Un général anglais, fatigué de suivre inutilement les marches et contremarches d’Hyder-Ali, lui adresse un jour une provocation régulière pour une rencontre en bataille rangée. « Donne-moi, lui répond Hyder-Ali, des troupes semblables à celles que tu commandes, et nous en viendrons aux mains. Tu comprendras un jour mon système de guerre. Irai-je risquer ma cavalerie, qui m’a coûté mille roupies par cheval, contre tes boulets de canon qui n’en coûtent que deux ? non certes. Je vais faire marcher tes troupes à ma poursuite, jusqu’à ce que tes soldats aient les jambes aussi longues que le corps. Vous ne trouverez pas un brin d’herbe, pas une goutte d’eau. Je saurai de vos nouvelles toutes les fois que vous battrez le tambour ; mais vous ne saurez pas une fois par mois où je suis. Je livrerai bataille à ton armée quand je voudrai, et non quand il te plaira. » Telle est la tactique que Scindiah parut d’abord adopter. Aussi fallait-il l’atteindre à tout prix, et se battre à tout risque. C’est ce que fit Wellesley avec une vigueur et une rapidité inconnues jusqu’alors dans les guerres de l’Inde. Quand les deux armées se rencontrèrent à Assye, dans le Deccan (23 septembre 1803), Scindiah comptait sous ses drapeaux dix mille hommes de troupes régulières à pied, commandés par des officiers européens ; de trente à quarante mille chevaux, et cent pièces de canon. Wellesley l’attaqua avec six ou sept mille hommes. Cette action est la plus terrible que nous ayons jamais eu à soutenir dans l’Hindostan, car les vainqueurs laissèrent sur le champ de bataille presque le tiers de leur monde ; mais les Mahrattes furent écrasés. L’infanterie anglaise enleva leur artillerie à la baïonnette, et Wellesley eut deux chevaux tués sous lui, le premier d’un coup de lance, et l’autre d’un coup de feu. Cette bataille ruina effectivement le pouvoir de Scindiah ; mais il fallut une seconde victoire, celle d’Argaum, pour l’amener à se soumettre. La brillante campagne de Wellesley dans le sud, et les succès du général Lake dans le nord furent suivis d’un traité de paix qui valut à la compagnie un grand accroissement de territoire.

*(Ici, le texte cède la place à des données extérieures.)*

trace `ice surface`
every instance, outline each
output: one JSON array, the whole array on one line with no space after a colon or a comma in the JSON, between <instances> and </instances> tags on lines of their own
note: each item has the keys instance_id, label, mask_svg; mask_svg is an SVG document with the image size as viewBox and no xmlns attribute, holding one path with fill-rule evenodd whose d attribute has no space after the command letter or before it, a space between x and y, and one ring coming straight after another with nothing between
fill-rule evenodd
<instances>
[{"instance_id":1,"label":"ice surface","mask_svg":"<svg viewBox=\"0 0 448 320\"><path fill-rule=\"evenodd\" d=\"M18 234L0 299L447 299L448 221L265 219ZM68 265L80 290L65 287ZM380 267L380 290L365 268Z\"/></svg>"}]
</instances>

C’est en 1805, après la soumission de Scindiah, que Wellesley quitta le service de l’Inde. Son frère avait résigné quelque temps avant les fonctions de vice-roi, et Wellesley se souciait peu des soins obscurs d’un commandement militaire en temps de paix, quelque étendu qu’il pût être. D’ailleurs, il avait à se plaindre de la compagnie. Les directeurs de ce corps immense, pacifiques marchands, ne savaient pas apprécier les guerres brillantes et les dispendieuses conquêtes que lord Wellesley et son frère avaient faites pour eux, et les traitaient un peu comme des héros qui leur avaient imposé leurs victoires. Le jeune Wellesley revint en Angleterre avec le titre de sir Arthur et le grade de général ; mais il ne fut pas long-temps à éprouver ce qu’il avait prédit lui-même dans une de ses lettres, écrite pendant qu’il servait en Asie : c’est que le gouvernement anglais n’estime pas le service militaire dans l’Inde à la même valeur que tout autre. En effet, soit à cause de l’éloignement du théâtre, soit par suite du peu d’intérêt qu’on attache aux affaires de l’Inde, une grande réputation acquise au service de la compagnie est généralement assez mal appréciée des Anglais, et le guerrier qui a détrôné de puissans monarques et parcouru des royaumes en vainqueur sur les bords du Gange, en est souvent réduit à tenir garnison dans une petite ville ou à commander un régiment au sein de sa patrie. Ce fut le sort de Wellesley, que nous retrouvons, en 1806, chargé de dresser à la manœuvre une brigade d’infanterie sur la côte méridionale de l’Angleterre. Mais il n’était pas homme à prendre ombrage d’une prétendue injustice, ou à négliger par orgueil ou par dépit les devoirs d’une situation inférieure. Un ami lui demandait un jour, à cette époque, comment, après avoir vu sous ses ordres des armées de quarante mille hommes sur le champ de bataille, il pouvait se résigner à apprendre l’exercice à quelques centaines de recrues, pendant des mois entiers, dans une petite ville de bains fort à la mode. « Pourquoi non ? lui répondit Wellesley ; le motif est bien simple. Je suis nimmukwallah, selon le terme indien, c’est-à-dire que j’ai mangé le sel du roi, et qu’en conséquence je me crois obligé à le servir, lui et son gouvernement, partout où il leur plaira de m’envoyer. »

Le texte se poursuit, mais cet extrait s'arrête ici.